The SORA code has been abandoned, but not forgotten. Ankit Anubhav, a malware analyst at NewSky Security, told Bleeping Computer that the number of Sora detections has been steadily increasing since June. See the chart below.

It seems that other malware authors have improved the SORA code themselves. A Symantec report released today details an improved version of Sora.

New Sora version compiled with native Linux

What stands out about this new Sora release is that the malware authors compiled it using Native Linux, a toolchain utility that gets the source code and generates binaries for a considerable number of platforms.

The author behind this new strain used all of these binaries during his infection in an attempt to spread his Sora variant to as many devices as possible.

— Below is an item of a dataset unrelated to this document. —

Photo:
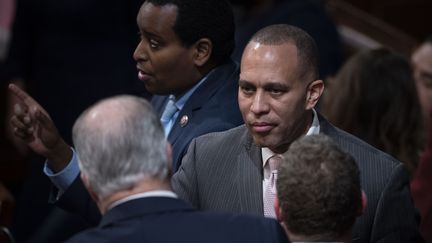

Once he accesses the device by guessing its SSH password, the infection routine will download and execute a list of Sora binaries one by one until it finds one suitable for the infected device platform.

This particular variant of Mirai Sora that uses Aboriginal Linux has been around since July. Symantec said they found binaries that were successfully executed on Android and Debian operating systems, a platform that Mirai has never successfully infected before.

Mirai activity is increasing

Troy Mursch, the US security researcher who runs the Mirai tracker, told Bleeping Computer in a private conversation today that Sora isn't the only one seeing a resurgence, and that the number of Mirai attacks has been steadily increasing.

Incoming traffic matching Mirai-like signatures has been observed from 86,063 unique source IPs so far this year. The peak of the #botnet campaign started in June.@circl_luSimilar observations have been made. - Bad Packets Report (@bad_packets) August 1, 2018

"Even if devices are rebooted, they become new targets again because potential vulnerabilities are never patched," Mursch said, pointing to accusations of outdated devices without security patches. Until then, Mirai will continue to plague the larger IoT landscape and the Internet as a whole.